Yesterday, I visited friends who live along the Dargle Valley – on the other side of Inhlosane beside the uMngeni river. They are officially the “Dargle Hippies”, because they live simply, wear tie dyed clothes and have unruly hair, I guess. They are also very nice and I like them a lot. I had never visited Zuvuya, as their community is known, despite many invitations. My friend Katie and I bumped along the dirt road, led by happy hand-painted signs until we came across their collection of dwellings in the valley.
“There are plenty of examples of what not to do here” says Shine Murphy by way of introduction to the Rainbow Homestead. “We just keep on learning and once we have learnt, we like to share our knowledge” adds Sam Rose.
They are certainly doing plenty right, however. Living ‘off the grid’ for the past few years, generating all the energy they need from a couple of solar panels, fireplaces and a parabolic sunstove, is pretty impressive.
They have a flourishing food garden which supplies their community of ten with fresh greens and vegetables. Situated on a sunny slope, deep swales catch all the water which falls, rather than allowing it to drain away into the valley. Nitrogen fixing acacias, and fruit trees, are planted on the ridges, providing some shade and shelter from hail as well as biomass when they are felled (‘chop and drop’ is what Shine calls it) into the swales.

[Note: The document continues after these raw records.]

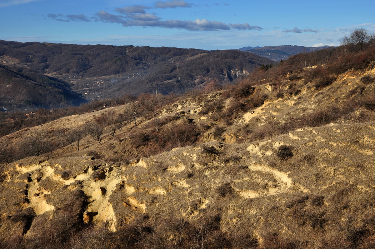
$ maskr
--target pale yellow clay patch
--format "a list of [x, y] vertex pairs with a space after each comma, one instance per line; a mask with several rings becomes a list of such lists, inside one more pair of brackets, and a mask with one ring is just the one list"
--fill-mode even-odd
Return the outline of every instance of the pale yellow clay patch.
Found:
[[144, 201], [142, 202], [140, 202], [133, 197], [128, 197], [127, 200], [132, 206], [140, 210], [141, 209], [141, 212], [144, 213], [145, 212], [145, 211], [146, 210], [146, 203]]
[[143, 158], [141, 158], [136, 165], [136, 166], [141, 166], [141, 167], [143, 167], [145, 168], [147, 168], [147, 165], [146, 164], [146, 162], [145, 162], [144, 159]]
[[148, 190], [148, 193], [150, 194], [165, 195], [166, 193], [166, 191], [164, 189], [156, 187], [150, 189]]
[[240, 196], [244, 198], [255, 198], [259, 196], [259, 194], [252, 190], [241, 190], [238, 192]]
[[183, 164], [178, 163], [176, 166], [168, 167], [167, 170], [173, 173], [179, 173], [185, 169], [185, 165]]

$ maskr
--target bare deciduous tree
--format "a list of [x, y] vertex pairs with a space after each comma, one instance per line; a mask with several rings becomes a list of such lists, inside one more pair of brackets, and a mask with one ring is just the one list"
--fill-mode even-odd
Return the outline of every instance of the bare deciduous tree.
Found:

Compost heaps are everywhere around the garden. “This soil is quite dreadful” says Shine, “In the beginning I couldn’t even bear to plant little seedlings into it – I felt so sorry for them.” Much effort is put into building the soil. Comfrey, which mines minerals from deep in the ground, is planted everywhere and used to make comfrey tea – an extremely good fertilizer and also added to the compost heaps. There is a small worm farm to create vermi-compost and worm tea, and the composting toilets the family use provide lots of good organic matter which is worked into the garden beds. Very little is taken off site – everything goes back into the soil.
A bee hive is close by as the importance of bees in a garden cannot be over emphasised. The first harvest of Rainbow honey was gathered recently and Katie was thrilled to recieve a golden jar. Lots of fragrant Buddleja shrubs are planted as wind breaks, which along with Ouhout, Polygala myrtifolia and Halleria lucida provide nectar for the bees and birds. “I am starting a food forest, which will eventually look after itself and create soil all on it’s own” Shine says.
Rainbow Homestead is very welcoming to anyone who would like to learn about sustainability and permaculture while they work. There is an overwhelming sense of abundance here, underpinned by the philosophy of “Live Simply so that others may Simply Live”. I’ll certainly be back.